Cosmologists are very troubled by the fact that they can't account for (depending on whom you ask) 90% to 99% of the mass and energy of the universe. The nature of this "Dark Matter" is the most pressing problem of their field. However, biologists don't seem nearly as perturbed by the fact that the purpose of a similar fraction of the mammalian genome is completely unknown. They are so unconcerned that only a small fraction of the genome is in the genes that code for proteins that much of the non-coding region is simply called junk DNA.
It has always perplexed me why most of our DNA would be junk. I can't believe that 90% of the DNA has no use whatsoever. It would seem much more likely that this so-called junk DNA is necessary for genetic regulation. After all, the main reason I am different from another person is not in the differences in the proteins I carry but in how and when they are expressed. Darwin himself recognized that much of the variation in nature must be due to regulation.
A very nice paper by Peter Andolfatto in the October 20 issue of Nature shows that in the fruit fly between 40% to 70% of the DNA nucleotides situated between genes are under selection pressure by evolution. He showed this in a very clever way. He analyzed the DNA of two species of Drosophila - D. melanogaster and D. simulans and looked at the level of polymorphism (differences within a species) and divergence (differences between species) in the genome. As a control he looked at synonymous sites (region in the coding region of DNA where a change in the nucleotide does not change the amino acid it codes for because of redundancies in the nucleotide triplet code).

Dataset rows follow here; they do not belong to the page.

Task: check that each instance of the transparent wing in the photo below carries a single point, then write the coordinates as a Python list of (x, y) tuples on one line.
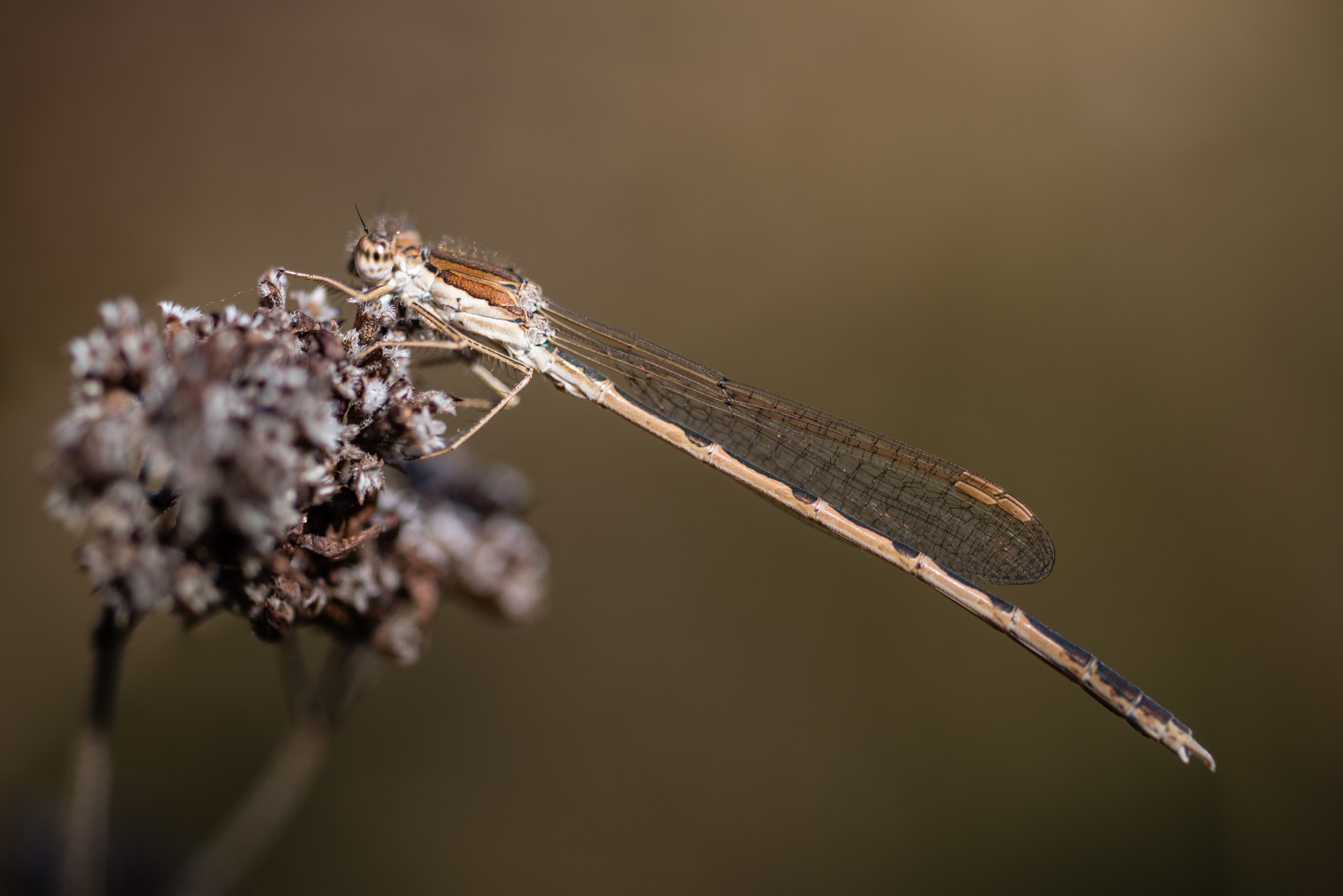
[(963, 522)]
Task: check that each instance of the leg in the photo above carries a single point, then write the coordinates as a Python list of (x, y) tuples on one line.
[(350, 290), (498, 406)]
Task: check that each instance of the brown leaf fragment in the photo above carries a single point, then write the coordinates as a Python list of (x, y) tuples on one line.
[(336, 549)]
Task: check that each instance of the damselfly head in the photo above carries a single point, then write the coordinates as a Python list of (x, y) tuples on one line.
[(374, 258)]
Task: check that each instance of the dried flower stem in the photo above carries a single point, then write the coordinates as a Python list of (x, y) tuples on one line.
[(281, 788), (84, 870)]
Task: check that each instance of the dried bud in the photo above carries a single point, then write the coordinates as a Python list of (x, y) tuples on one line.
[(237, 463)]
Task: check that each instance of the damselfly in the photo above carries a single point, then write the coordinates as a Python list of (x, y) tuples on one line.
[(932, 519)]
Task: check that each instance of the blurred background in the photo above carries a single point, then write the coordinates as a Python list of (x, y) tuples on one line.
[(1087, 250)]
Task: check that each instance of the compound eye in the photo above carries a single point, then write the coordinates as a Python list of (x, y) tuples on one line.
[(374, 258)]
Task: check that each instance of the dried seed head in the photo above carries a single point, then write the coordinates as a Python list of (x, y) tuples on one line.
[(233, 461)]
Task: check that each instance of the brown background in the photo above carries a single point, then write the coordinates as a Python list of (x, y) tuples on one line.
[(1088, 250)]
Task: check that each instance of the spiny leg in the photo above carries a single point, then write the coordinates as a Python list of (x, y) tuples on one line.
[(458, 341), (348, 290), (476, 427)]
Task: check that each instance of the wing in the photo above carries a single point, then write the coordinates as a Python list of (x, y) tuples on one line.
[(963, 522)]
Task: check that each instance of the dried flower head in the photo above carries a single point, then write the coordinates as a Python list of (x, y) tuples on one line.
[(234, 461)]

Andolfatto found that the rate of mutation in non-coding regions is slightly lower than in synonymous sites indicating these sites have undergone negative selection pressure. Additionally, he found that the divergence rate in selected sites was increased relative to the polymorphism indicating that they also experience positive selection pressure. In other words, most mutations in these regions are deleterious and thus are selected against but every once in a while a nucleotide substitution confers some advantage and this is selected for. The bottom line is that these non-coding regions are crucial for the survival of the organism.
What these non-coding regions are for is unknown. The current dogma says that gene expression is controlled by sets of transcription factors that act on various promoter regions. According to Alex Kondrashov in the accompanying News and Views piece, current estimates of the fraction of functionally important segments of mammalian non-coding DNA is less than 15%. Although, an equivalent study still needs to be done in mammals, I'm betting that a significant portion of what is thought of as junk DNA is used for regulation and in a completely novel way.